Suggesting several alternate avenues to dispose of this case
Given the procedural peculiarities that militate against constitutional adjudication in Murr at this point, our amicus brief suggests three possible ways the Supreme Court could dispose of the case.
First, the Court could dismiss its writ of certiorari as improvidently granted. Doing so would end the case. It would leave the Wisconsin Court of Appeals decision below as the final word. But, because that decision was an unpublished decision signed not by any individual judge but issued per curiam (by the court as a whole), Wisconsin law prohibits its citation as a binding precedent or even as a persuasive authority. Wis. Stat. § 809.23(3). Thus, dismissal would not perpetuate the Court of Appeals’ constitutional analysis. It would simply end the dispute between the parties to this case and leave the constitutional question identified by the petitioners for resolution in another case.
Second, the Court could vacate the Court of Appeals decision and remand the case to the Wisconsin courts for a decision on whether the petitioners’ case was timely filed and/or whether their claim is ripe for adjudication. When relying on the rule of constitutional avoidance, this Court often vacates and remands for further proceedings consistent—or at least “not inconsistent”—with its opinion. If the Wisconsin Court of Appeals (and, potentially, the Wisconsin Supreme Court after it) were to follow the circuit court’s decision in concluding that petitioners’ suit was time-barred, that would render constitutional adjudication unnecessary. Of course, if the Wisconsin courts ultimately decided that neither the statute of limitations nor the ripeness doctrine resolved the case and again issued a constitutional ruling, the case could come back to the U.S. Supreme Court. See, e.g., Emp’t Div., Dep’t of Human Res. of Or. v. Smith, 494 U.S. 872 (1990) (deciding the constitutional question avoided in earlier round of litigation after the Oregon Supreme Court held that resolution of threshold state-law question did not obviate the Free Exercise issue).

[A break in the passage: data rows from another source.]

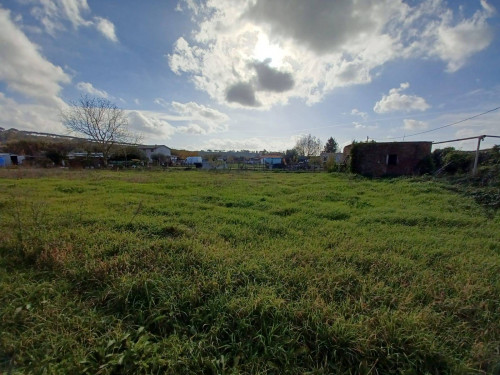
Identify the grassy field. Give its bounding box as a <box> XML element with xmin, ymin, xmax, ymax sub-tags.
<box><xmin>0</xmin><ymin>170</ymin><xmax>500</xmax><ymax>374</ymax></box>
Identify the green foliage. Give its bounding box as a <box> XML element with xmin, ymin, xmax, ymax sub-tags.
<box><xmin>324</xmin><ymin>137</ymin><xmax>339</xmax><ymax>152</ymax></box>
<box><xmin>0</xmin><ymin>170</ymin><xmax>500</xmax><ymax>374</ymax></box>
<box><xmin>443</xmin><ymin>151</ymin><xmax>474</xmax><ymax>174</ymax></box>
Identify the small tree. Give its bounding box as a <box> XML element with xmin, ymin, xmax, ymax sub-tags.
<box><xmin>61</xmin><ymin>95</ymin><xmax>131</xmax><ymax>166</ymax></box>
<box><xmin>324</xmin><ymin>137</ymin><xmax>339</xmax><ymax>152</ymax></box>
<box><xmin>295</xmin><ymin>134</ymin><xmax>321</xmax><ymax>157</ymax></box>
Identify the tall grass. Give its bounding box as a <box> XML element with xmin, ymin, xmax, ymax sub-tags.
<box><xmin>0</xmin><ymin>171</ymin><xmax>500</xmax><ymax>374</ymax></box>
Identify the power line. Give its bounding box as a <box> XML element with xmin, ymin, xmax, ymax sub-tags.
<box><xmin>378</xmin><ymin>107</ymin><xmax>500</xmax><ymax>139</ymax></box>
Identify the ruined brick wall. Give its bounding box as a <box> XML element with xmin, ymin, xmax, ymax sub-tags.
<box><xmin>344</xmin><ymin>142</ymin><xmax>432</xmax><ymax>177</ymax></box>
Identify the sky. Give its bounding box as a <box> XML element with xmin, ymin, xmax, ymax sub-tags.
<box><xmin>0</xmin><ymin>0</ymin><xmax>500</xmax><ymax>151</ymax></box>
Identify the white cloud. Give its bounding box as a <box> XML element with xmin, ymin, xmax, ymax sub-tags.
<box><xmin>352</xmin><ymin>121</ymin><xmax>378</xmax><ymax>129</ymax></box>
<box><xmin>153</xmin><ymin>98</ymin><xmax>170</xmax><ymax>108</ymax></box>
<box><xmin>0</xmin><ymin>8</ymin><xmax>70</xmax><ymax>108</ymax></box>
<box><xmin>0</xmin><ymin>92</ymin><xmax>66</xmax><ymax>134</ymax></box>
<box><xmin>168</xmin><ymin>0</ymin><xmax>493</xmax><ymax>109</ymax></box>
<box><xmin>127</xmin><ymin>111</ymin><xmax>176</xmax><ymax>139</ymax></box>
<box><xmin>200</xmin><ymin>136</ymin><xmax>297</xmax><ymax>151</ymax></box>
<box><xmin>76</xmin><ymin>82</ymin><xmax>109</xmax><ymax>98</ymax></box>
<box><xmin>127</xmin><ymin>98</ymin><xmax>229</xmax><ymax>139</ymax></box>
<box><xmin>25</xmin><ymin>0</ymin><xmax>118</xmax><ymax>42</ymax></box>
<box><xmin>351</xmin><ymin>108</ymin><xmax>368</xmax><ymax>120</ymax></box>
<box><xmin>403</xmin><ymin>119</ymin><xmax>429</xmax><ymax>130</ymax></box>
<box><xmin>405</xmin><ymin>0</ymin><xmax>496</xmax><ymax>73</ymax></box>
<box><xmin>172</xmin><ymin>102</ymin><xmax>229</xmax><ymax>134</ymax></box>
<box><xmin>94</xmin><ymin>17</ymin><xmax>118</xmax><ymax>43</ymax></box>
<box><xmin>373</xmin><ymin>82</ymin><xmax>430</xmax><ymax>113</ymax></box>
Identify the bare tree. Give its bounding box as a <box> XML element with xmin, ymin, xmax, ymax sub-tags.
<box><xmin>295</xmin><ymin>134</ymin><xmax>321</xmax><ymax>156</ymax></box>
<box><xmin>61</xmin><ymin>95</ymin><xmax>132</xmax><ymax>166</ymax></box>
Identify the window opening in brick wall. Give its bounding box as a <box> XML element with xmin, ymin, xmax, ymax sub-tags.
<box><xmin>387</xmin><ymin>154</ymin><xmax>398</xmax><ymax>165</ymax></box>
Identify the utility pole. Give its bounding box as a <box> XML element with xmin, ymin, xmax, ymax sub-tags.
<box><xmin>472</xmin><ymin>135</ymin><xmax>485</xmax><ymax>176</ymax></box>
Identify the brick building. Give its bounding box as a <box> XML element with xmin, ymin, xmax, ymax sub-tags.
<box><xmin>344</xmin><ymin>142</ymin><xmax>432</xmax><ymax>177</ymax></box>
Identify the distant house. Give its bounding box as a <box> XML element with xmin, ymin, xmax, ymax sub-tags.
<box><xmin>137</xmin><ymin>145</ymin><xmax>172</xmax><ymax>162</ymax></box>
<box><xmin>0</xmin><ymin>153</ymin><xmax>25</xmax><ymax>167</ymax></box>
<box><xmin>320</xmin><ymin>152</ymin><xmax>344</xmax><ymax>164</ymax></box>
<box><xmin>260</xmin><ymin>154</ymin><xmax>283</xmax><ymax>166</ymax></box>
<box><xmin>344</xmin><ymin>142</ymin><xmax>432</xmax><ymax>177</ymax></box>
<box><xmin>184</xmin><ymin>156</ymin><xmax>203</xmax><ymax>168</ymax></box>
<box><xmin>0</xmin><ymin>154</ymin><xmax>12</xmax><ymax>167</ymax></box>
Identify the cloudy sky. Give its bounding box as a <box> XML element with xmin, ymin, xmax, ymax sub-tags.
<box><xmin>0</xmin><ymin>0</ymin><xmax>500</xmax><ymax>151</ymax></box>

Third, the Court could certify a question of law to the Wisconsin Supreme Court. Wis. Stat. § 821.01. That certification could focus on when the limitations clock in this case began to run, on the ripeness of the petitioners’ claim under the administrative processes available to the petitioners, or on both. Were the Wisconsin Supreme Court to hold Petitioners’ suit time-barred or unripe, no constitutional adjudication would be needed. On the other hand, if resolution of the certified question(s) did not end the case, this Court could proceed to decide the constitutional issue.
Any of these approaches would have the virtue of respecting prudential doctrines that counsel against deciding constitutional questions unnecessarily. They would also acknowledge and advance the careful balance Wisconsin has struck between individual property rights, on the one hand, and state and local decision-making, on the other.